O Agente caminhou até sua pistola, que estava jogada em um canto próximo dali. Em seguida, ele se armou e a apontou para a cabeça de Kayber, que o encarou com algumas gargalhadas.
Aquele homem ria de maneira irritante, e curiosamente de olhos fechados.
— Vocês… amigos do Corvo… pelo visto… sempre sentem alguma graça quando estão diante da sensação da morte… — questionou Sanches.
Os garotos observavam tudo aquilo, a alguns metros atrás.
Sanches percebeu que os olhos de Kayber, mesmo que fechados, se remexiam muito. Aquilo levantou uma leve suspeita.
— Por que você também não ri, Arand Sanches!? — retrucou Kayber. — Afinal, você também… não está muito longe dessa sensação no momento…
“Mesmo quase morto, ele ainda continua me provocando?… Certo… esse plano não é apenas uma vingança pessoal… O Corvo deve estar metido nisso de alguma forma… Aliás, como esses miseráveis conseguiram tantas informações?” Sanches refletia.
Kayber tossiu um pouco de sangue antes de prosseguir com sua fala.
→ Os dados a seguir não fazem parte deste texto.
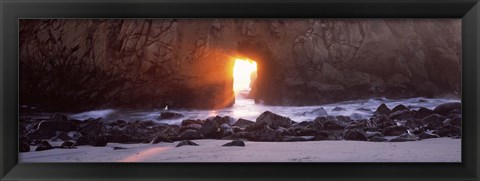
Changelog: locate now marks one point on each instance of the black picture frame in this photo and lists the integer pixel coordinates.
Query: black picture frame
(11, 11)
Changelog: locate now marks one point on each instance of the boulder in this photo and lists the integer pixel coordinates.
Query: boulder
(445, 108)
(315, 112)
(338, 109)
(404, 137)
(400, 107)
(433, 121)
(378, 139)
(92, 127)
(424, 135)
(161, 138)
(186, 122)
(401, 115)
(186, 143)
(370, 134)
(48, 128)
(170, 115)
(68, 145)
(382, 110)
(235, 143)
(44, 145)
(355, 134)
(210, 129)
(119, 148)
(23, 145)
(298, 138)
(394, 130)
(423, 112)
(274, 120)
(190, 135)
(243, 123)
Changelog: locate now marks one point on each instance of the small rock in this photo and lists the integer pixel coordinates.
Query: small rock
(378, 139)
(400, 107)
(44, 145)
(68, 144)
(235, 143)
(298, 138)
(119, 148)
(444, 109)
(422, 113)
(404, 137)
(338, 109)
(382, 110)
(170, 115)
(186, 142)
(274, 120)
(394, 130)
(243, 123)
(355, 134)
(426, 136)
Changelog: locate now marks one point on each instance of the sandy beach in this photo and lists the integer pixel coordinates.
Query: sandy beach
(429, 150)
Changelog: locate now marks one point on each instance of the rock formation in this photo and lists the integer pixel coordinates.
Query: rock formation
(88, 64)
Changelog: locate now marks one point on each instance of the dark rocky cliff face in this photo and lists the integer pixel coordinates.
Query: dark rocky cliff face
(87, 64)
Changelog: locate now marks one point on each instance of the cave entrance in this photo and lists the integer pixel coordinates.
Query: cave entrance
(244, 74)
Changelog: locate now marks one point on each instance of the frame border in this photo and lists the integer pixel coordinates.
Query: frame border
(11, 11)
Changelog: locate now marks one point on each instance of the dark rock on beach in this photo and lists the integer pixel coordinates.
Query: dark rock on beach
(444, 109)
(44, 145)
(355, 134)
(170, 115)
(394, 130)
(186, 143)
(243, 123)
(235, 143)
(274, 120)
(383, 110)
(404, 137)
“Considerando que não haja mais nenhum capanga de Salvador, escondido nesse prédio, pronto para auxiliar Kayber… talvez… eu ainda possa arrancar algumas informações desse homem…”
Sanches observava seu oponente a frente, em péssimo estado; empunhando sua arma sobre a cabeça do mafioso.
“Não… talvez… eu esteja pensando demais… Mesmo estando com a vida desse homem em minhas mãos e com as crianças a salvo… o mais importante agora é a batalha entre Slezzy e Salvador… A vida daquele jovem corre grande risco… Então… eu preciso acabar com isso, agora!”
— Quarto tópico do Código de Conduta…! — disse Kayber, enquanto remexia seus olhos, ainda fechados, de maneira inquietante e insuportável. — “O demônio que auxiliar o seu mentoreado, interferindo em casos de vida… ou morte…, influenciando na decisão de tal, será penalizado a total perda de memória, tanto de toda sua vida humana, quanto de suas lembranças do Mundo dos Demônios, perdendo também, todos os vínculos com o mesmo”
O agente se impressionou com tal citação. Logo depois, ele se aproximou de Kayber, agachando-se em seguida; e sussurrou:
— Uau! Então você decorou as regras daquele livro enorme!?
O homem de cabelos azuis retrucou, também sussurrando:
— Caso não mate o irmão de Slezzy… você também será acusado de ferir o primeiro e mais importante tópico daquele código… Agente Sanches…
Sanches o agarrou pela gola com sua mão direita, enquanto apontava-o sua arma com a outra mão.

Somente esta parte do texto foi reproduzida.